Playing favorites is no better than giving excuses. It’s totally understandable why you’d want to prioritize requests from senior leaders over those of your peers or more junior colleagues. But handling requests for your time based strictly on others’ ranks isn’t a smart idea, either. For example, a manager running from one meeting to another might reply to a subordinate who’s asked for a moment of her time with, “I’ve got a meeting with our VP” or, “Catch me later, I’m heading out to a customer meeting.” What she’s really saying is, “There are more important people than you.”
Team leaders need to show respect not only to the people above them but to those they manage. If a team member sticks his head into your office and asks, “Do you have a minute?” and you’re running to the CEO’s office, say, “Yes, give me an hour and I’ll be back in my office” or, “How about tomorrow morning?”
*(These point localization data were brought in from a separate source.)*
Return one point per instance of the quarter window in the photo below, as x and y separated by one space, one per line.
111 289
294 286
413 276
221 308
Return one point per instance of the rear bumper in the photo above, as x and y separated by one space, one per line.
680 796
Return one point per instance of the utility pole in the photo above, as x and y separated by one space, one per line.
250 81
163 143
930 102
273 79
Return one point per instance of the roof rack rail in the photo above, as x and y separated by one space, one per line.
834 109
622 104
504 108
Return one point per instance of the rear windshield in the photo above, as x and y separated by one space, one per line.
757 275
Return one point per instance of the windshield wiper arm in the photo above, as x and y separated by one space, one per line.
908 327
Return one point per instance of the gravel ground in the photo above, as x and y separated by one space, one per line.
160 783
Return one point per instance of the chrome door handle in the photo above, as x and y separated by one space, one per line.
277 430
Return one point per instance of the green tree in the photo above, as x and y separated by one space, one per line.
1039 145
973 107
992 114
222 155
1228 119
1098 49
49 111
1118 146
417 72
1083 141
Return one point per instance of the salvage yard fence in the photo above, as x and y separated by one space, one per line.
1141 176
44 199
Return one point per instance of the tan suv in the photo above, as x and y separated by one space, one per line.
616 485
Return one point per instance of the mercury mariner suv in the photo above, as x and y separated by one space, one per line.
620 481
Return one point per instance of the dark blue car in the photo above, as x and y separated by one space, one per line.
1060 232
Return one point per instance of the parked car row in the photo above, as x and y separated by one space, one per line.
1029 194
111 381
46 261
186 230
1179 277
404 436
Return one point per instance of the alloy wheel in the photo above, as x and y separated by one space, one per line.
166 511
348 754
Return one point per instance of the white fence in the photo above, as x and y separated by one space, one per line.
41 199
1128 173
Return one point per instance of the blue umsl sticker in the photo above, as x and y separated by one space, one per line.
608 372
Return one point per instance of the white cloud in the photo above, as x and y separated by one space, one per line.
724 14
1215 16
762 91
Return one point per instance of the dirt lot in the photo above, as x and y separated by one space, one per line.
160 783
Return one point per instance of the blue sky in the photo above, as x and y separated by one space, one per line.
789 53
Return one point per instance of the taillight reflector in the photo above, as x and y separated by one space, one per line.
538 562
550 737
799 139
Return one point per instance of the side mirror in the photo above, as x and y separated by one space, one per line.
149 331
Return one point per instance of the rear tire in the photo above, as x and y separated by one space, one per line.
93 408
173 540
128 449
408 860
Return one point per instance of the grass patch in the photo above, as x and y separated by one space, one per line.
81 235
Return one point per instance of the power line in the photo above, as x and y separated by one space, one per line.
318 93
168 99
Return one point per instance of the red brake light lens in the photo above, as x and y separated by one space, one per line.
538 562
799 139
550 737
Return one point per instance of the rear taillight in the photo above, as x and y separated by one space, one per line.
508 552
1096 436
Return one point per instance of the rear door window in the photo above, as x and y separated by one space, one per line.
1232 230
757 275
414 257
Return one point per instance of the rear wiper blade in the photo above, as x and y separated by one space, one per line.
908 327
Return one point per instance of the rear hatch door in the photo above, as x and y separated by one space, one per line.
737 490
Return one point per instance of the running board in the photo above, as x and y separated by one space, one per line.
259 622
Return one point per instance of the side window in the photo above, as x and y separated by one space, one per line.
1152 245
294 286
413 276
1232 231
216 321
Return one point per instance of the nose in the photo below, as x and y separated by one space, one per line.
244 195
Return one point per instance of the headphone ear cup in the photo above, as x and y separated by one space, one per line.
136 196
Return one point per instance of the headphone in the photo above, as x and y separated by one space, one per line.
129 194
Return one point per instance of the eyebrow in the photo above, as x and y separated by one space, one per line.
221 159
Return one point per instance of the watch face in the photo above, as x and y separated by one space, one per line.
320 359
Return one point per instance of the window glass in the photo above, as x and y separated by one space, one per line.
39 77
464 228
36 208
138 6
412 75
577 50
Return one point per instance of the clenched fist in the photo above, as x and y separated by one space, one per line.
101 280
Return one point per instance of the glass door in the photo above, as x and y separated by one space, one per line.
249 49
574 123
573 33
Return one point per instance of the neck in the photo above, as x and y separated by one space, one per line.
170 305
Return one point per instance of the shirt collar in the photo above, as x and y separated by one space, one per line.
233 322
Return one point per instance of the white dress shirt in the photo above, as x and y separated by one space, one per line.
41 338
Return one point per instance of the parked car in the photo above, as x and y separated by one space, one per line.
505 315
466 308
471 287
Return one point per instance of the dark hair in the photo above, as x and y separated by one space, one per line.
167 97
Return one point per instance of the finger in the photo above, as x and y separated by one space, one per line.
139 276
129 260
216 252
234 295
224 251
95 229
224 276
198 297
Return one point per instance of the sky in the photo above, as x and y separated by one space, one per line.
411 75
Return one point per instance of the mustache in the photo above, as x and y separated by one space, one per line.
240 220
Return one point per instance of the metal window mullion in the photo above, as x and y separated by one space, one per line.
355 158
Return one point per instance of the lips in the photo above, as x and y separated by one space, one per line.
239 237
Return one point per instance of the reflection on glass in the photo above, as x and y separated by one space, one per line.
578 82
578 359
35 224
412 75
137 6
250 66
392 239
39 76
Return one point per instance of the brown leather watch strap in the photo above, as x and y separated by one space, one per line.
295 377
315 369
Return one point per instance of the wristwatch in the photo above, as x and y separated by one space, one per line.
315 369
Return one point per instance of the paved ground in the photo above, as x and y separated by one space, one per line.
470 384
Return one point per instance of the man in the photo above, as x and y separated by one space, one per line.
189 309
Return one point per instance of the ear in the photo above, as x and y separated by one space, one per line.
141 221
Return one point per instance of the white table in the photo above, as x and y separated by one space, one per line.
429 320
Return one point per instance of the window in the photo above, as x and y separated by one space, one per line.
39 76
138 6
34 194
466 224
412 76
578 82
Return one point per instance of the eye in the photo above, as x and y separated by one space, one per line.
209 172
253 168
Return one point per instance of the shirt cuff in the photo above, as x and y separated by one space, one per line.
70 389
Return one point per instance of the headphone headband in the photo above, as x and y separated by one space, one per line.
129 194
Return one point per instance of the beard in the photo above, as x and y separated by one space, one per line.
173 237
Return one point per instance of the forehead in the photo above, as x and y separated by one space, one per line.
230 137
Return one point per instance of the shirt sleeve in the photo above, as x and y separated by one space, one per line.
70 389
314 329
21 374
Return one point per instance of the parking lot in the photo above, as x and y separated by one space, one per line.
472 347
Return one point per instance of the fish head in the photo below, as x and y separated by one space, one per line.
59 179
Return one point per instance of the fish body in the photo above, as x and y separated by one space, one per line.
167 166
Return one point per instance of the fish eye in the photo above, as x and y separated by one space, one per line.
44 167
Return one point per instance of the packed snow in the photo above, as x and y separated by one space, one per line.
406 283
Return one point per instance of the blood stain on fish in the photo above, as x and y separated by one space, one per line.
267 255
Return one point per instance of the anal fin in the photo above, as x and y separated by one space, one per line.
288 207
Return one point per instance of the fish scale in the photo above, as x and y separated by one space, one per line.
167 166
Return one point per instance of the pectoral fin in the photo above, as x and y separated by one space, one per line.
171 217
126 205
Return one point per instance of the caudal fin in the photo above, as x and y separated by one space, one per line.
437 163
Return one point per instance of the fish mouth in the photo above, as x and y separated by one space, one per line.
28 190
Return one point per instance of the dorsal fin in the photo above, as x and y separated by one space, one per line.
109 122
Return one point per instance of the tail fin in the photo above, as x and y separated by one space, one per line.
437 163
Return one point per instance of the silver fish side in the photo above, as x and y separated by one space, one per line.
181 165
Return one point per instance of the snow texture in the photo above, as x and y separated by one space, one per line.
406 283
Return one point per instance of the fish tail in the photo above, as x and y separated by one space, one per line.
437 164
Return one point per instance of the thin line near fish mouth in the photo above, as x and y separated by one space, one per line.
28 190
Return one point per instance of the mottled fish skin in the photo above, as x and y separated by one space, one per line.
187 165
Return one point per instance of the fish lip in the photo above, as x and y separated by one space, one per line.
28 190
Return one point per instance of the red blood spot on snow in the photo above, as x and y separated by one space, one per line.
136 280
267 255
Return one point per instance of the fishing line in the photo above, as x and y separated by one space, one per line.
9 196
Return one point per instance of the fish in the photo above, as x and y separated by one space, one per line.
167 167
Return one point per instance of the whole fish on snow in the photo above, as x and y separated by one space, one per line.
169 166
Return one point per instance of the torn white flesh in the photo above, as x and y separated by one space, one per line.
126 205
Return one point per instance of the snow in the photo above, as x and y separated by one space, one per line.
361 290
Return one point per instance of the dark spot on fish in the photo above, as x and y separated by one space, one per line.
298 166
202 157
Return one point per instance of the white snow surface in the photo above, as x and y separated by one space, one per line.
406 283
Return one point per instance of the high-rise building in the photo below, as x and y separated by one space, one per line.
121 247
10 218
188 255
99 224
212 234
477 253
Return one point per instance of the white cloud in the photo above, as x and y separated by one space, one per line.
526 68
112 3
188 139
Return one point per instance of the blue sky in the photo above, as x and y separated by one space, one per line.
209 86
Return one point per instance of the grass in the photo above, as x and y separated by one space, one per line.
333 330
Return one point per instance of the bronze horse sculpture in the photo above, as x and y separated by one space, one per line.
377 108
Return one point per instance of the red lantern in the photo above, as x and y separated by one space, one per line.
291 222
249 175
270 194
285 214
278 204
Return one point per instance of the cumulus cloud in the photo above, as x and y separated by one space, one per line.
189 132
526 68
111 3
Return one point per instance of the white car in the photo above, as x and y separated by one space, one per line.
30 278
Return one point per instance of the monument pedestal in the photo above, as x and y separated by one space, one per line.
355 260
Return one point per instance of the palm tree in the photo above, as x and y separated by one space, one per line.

Step 3: Indicate that you’re supportive (or at least intrigued)
This isn’t the same thing as committing to help, right now or even ever. It’s just a matter of indicating that you’re open to offering support, including if you have to say “no” to this particular request in this particular instance. Your first response should be, “I’d be pleased to help you” or even just, “Tell me more.”
If you’re pressed for time, you might say, “This sounds exciting. Can we meet tomorrow to go over the details?” Show that you’re there to help but need a little more information to decide exactly how. You might realize after sitting down to discuss things later that you’re not the best person to handle the problem. In that case, just make a referral: “I know the perfect person to help with this.”
Then again, you may learn more about the request and decide that you do want to help. Should that happen, you need to be as good as your word–no matter whether it was a longstanding commitment or something you agreed to help with off the cuff. Even if another important task crops up, don’t renege on the promise you’ve already made or swap one commitment for another.
These three steps can help you decline unexpected requests for your time and attention without hurting feelings or communicating the wrong thing. But no matter how haywire things might get around the office every now and then, the key is to make everybody feel like No. 1 in your book, not No. 2–even if you can’t lend a hand this time.